Start here: how our SEO split tests work
If you aren't familiar with the fundamentals of how we run controlled SEO experiments that form the basis of all our case studies, then you might find it useful to start by reading the explanation at the end of this article before digesting the details of the case study below. If you'd like to get a new case study by email every two weeks, just enter your email address here.
The Case Study
Image alt text is one of those on-page elements that SEOs have debated for years. It is widely recommended as a best practice, both by Google and for accessibility reasons, but whether it actually measurably influences organic rankings is less clear. On listing and category pages, where dozens of images are often served with generic or empty alt attributes, there is a reasonable case that making alt text more descriptive could help search engines better understand what the page is about.
The question at hand was whether combining the individual listing name with the page category in the alt text would provide Google with a more informative signal compared to a generic description.
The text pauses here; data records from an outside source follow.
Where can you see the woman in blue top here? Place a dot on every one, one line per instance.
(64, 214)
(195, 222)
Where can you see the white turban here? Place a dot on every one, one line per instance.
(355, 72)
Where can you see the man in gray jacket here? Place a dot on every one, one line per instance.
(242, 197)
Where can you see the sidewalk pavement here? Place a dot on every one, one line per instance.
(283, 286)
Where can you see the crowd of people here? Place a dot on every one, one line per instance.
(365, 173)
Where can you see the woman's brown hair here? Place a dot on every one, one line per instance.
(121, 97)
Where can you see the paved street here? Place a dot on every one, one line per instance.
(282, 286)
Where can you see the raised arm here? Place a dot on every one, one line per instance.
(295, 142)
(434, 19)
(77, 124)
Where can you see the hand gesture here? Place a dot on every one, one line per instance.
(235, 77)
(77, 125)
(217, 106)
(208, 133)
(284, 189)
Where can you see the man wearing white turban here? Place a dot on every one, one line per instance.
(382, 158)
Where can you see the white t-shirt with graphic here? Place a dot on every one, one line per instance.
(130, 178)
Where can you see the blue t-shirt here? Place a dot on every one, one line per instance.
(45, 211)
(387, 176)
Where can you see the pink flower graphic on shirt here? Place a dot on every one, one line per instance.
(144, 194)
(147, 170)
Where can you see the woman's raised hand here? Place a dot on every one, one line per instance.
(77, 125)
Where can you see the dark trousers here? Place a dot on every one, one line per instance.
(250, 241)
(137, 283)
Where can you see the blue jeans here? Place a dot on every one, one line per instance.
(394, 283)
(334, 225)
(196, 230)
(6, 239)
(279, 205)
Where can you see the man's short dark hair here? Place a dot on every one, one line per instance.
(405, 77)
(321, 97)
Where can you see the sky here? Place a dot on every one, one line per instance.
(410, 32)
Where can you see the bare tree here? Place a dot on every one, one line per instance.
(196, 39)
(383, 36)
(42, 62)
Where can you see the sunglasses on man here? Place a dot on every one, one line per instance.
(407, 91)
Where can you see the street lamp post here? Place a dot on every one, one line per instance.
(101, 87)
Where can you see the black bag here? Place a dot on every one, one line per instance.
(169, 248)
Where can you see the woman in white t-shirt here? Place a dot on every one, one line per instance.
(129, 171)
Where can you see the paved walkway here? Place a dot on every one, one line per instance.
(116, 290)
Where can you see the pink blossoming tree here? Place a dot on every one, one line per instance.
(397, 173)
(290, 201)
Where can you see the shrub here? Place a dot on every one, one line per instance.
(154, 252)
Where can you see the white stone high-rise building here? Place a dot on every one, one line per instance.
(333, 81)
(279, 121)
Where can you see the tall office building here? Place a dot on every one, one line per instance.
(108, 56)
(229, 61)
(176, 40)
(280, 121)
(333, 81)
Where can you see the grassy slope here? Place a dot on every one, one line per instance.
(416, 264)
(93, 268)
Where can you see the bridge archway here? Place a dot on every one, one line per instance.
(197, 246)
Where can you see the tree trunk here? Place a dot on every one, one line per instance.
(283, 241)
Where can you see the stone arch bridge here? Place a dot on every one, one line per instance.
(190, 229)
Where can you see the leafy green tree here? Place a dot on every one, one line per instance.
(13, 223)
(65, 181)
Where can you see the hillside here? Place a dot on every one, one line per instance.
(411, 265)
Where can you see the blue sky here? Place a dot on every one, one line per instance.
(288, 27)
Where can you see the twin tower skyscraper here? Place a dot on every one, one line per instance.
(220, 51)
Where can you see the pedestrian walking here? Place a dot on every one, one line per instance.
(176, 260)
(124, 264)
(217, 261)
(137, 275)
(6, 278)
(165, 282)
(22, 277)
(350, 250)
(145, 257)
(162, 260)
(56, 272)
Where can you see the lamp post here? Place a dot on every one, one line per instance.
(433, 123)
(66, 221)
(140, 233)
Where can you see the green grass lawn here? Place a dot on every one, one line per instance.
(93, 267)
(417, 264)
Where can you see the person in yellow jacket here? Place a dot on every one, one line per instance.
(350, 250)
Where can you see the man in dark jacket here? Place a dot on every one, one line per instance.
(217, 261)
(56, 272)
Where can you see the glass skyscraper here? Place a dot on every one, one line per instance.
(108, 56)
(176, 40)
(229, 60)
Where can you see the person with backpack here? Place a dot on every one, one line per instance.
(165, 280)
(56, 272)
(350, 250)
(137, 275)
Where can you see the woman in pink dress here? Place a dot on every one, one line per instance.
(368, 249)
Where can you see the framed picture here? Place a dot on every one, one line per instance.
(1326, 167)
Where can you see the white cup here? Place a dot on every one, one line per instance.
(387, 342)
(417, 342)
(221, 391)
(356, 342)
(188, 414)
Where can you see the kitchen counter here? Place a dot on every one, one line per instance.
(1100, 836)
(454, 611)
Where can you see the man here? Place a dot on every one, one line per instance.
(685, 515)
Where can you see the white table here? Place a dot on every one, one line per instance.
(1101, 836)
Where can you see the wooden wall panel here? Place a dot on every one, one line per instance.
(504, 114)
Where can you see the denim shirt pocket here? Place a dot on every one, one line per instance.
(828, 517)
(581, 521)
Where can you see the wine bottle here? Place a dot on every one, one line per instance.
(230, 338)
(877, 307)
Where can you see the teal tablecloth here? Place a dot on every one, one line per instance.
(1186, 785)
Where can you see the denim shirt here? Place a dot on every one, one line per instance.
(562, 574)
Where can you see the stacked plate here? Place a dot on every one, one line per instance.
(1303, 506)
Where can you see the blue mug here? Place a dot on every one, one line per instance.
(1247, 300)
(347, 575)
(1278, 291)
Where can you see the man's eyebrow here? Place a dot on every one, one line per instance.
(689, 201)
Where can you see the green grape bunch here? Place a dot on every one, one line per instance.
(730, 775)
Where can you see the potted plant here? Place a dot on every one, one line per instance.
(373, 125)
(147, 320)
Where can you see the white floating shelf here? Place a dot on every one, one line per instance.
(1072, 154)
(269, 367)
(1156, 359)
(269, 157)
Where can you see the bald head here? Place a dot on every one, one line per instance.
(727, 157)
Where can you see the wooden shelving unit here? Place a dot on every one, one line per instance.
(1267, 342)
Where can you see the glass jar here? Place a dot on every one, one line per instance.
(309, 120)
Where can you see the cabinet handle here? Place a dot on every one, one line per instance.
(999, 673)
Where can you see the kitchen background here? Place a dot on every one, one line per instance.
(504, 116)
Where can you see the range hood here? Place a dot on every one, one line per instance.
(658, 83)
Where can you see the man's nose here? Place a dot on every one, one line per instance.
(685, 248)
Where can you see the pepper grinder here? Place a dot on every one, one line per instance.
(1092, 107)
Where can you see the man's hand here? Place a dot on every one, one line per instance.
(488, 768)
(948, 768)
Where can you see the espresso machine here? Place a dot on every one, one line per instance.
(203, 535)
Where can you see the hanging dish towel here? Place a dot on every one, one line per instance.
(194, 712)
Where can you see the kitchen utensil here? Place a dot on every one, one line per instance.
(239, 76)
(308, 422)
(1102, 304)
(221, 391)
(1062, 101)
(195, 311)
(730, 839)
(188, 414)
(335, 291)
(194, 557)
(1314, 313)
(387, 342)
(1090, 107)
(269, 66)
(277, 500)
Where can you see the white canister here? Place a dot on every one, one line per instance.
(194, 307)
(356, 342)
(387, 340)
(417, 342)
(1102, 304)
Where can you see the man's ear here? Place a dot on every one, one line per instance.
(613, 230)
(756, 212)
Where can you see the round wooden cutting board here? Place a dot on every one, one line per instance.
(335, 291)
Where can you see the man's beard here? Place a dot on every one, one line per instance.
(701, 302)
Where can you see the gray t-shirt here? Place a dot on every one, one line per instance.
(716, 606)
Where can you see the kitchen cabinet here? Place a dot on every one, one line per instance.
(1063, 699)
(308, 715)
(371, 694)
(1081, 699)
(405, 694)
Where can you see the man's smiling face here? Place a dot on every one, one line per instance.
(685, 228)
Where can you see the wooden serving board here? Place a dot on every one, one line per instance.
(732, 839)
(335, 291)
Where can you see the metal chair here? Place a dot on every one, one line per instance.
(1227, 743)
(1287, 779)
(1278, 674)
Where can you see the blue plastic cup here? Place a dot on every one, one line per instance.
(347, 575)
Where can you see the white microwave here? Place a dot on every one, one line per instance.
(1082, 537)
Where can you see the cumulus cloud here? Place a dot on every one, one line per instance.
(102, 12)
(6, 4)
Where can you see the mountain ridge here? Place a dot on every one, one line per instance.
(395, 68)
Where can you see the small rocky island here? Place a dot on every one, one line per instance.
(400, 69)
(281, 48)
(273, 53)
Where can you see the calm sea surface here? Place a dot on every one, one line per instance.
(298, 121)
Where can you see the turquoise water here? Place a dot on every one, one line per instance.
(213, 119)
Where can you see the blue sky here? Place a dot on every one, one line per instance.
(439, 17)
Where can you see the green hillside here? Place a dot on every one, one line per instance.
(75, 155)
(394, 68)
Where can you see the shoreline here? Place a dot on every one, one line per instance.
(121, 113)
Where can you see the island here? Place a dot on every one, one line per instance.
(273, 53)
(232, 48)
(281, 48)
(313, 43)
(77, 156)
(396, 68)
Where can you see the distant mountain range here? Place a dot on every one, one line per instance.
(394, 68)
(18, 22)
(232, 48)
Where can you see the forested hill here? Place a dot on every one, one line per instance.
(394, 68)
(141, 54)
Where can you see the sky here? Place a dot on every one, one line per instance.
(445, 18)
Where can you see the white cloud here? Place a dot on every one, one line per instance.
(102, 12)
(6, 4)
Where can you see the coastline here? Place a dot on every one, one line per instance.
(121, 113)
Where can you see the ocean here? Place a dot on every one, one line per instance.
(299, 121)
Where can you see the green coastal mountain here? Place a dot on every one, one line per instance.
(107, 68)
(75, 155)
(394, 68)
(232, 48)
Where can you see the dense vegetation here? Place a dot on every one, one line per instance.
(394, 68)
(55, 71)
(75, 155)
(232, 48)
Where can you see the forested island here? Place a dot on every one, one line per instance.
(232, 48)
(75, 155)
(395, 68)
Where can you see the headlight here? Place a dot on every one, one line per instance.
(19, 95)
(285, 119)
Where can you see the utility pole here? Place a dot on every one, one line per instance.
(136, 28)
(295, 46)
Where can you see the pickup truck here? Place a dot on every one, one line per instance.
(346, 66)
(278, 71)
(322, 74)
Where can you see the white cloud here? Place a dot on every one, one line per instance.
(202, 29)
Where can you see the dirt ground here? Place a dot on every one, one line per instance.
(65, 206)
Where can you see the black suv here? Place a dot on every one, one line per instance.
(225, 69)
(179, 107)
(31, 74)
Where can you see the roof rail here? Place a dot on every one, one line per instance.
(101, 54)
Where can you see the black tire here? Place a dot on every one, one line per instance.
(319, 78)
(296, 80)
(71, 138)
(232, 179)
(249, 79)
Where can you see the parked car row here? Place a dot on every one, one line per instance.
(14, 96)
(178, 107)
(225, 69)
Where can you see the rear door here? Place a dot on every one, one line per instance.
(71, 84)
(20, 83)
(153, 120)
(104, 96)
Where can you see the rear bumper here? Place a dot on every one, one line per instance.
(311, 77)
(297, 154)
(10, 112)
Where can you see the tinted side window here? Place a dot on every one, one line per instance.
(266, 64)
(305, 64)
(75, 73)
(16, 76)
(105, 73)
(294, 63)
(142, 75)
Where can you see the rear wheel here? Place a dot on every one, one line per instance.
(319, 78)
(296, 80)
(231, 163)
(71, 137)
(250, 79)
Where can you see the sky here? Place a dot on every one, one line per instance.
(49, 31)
The hypothesis was that using more precise, query-aligned alt text would enhance the ranking of these pages for relevant searches, especially for type and class-level queries.
What was changed
A customer of ours that serves classifieds listings updated the alt text on their listing images across their category pages. Each image was given alt text that combined the individual listing name with the page category heading, replacing previously generic or minimal descriptions. In contrast, the control pages kept the original alt text.
Results
The results of this test were inconclusive. We did not observe any statistically significant change in organic traffic in either direction. The best estimate indicated a 7.3% increase in organic sessions; however, the 95% credible interval ranged from -4.2% to +19.4%, which crosses zero. Additionally, the outcome was highly stable, suggesting that it is unlikely to become significant with more data.

This is consistent with what we have seen in previous alt text tests, where adding keyword-rich alt text to images on category pages also produced no statistically significant change. The pattern suggests that while alt text may play a role in image search specifically, it does not appear to be a meaningful ranking signal for standard organic traffic on these page types.
As always, results will vary depending on the site and implementation. In this case, the customer proceeded with the change for accessibility reasons without concern that it would negatively affect organic performance.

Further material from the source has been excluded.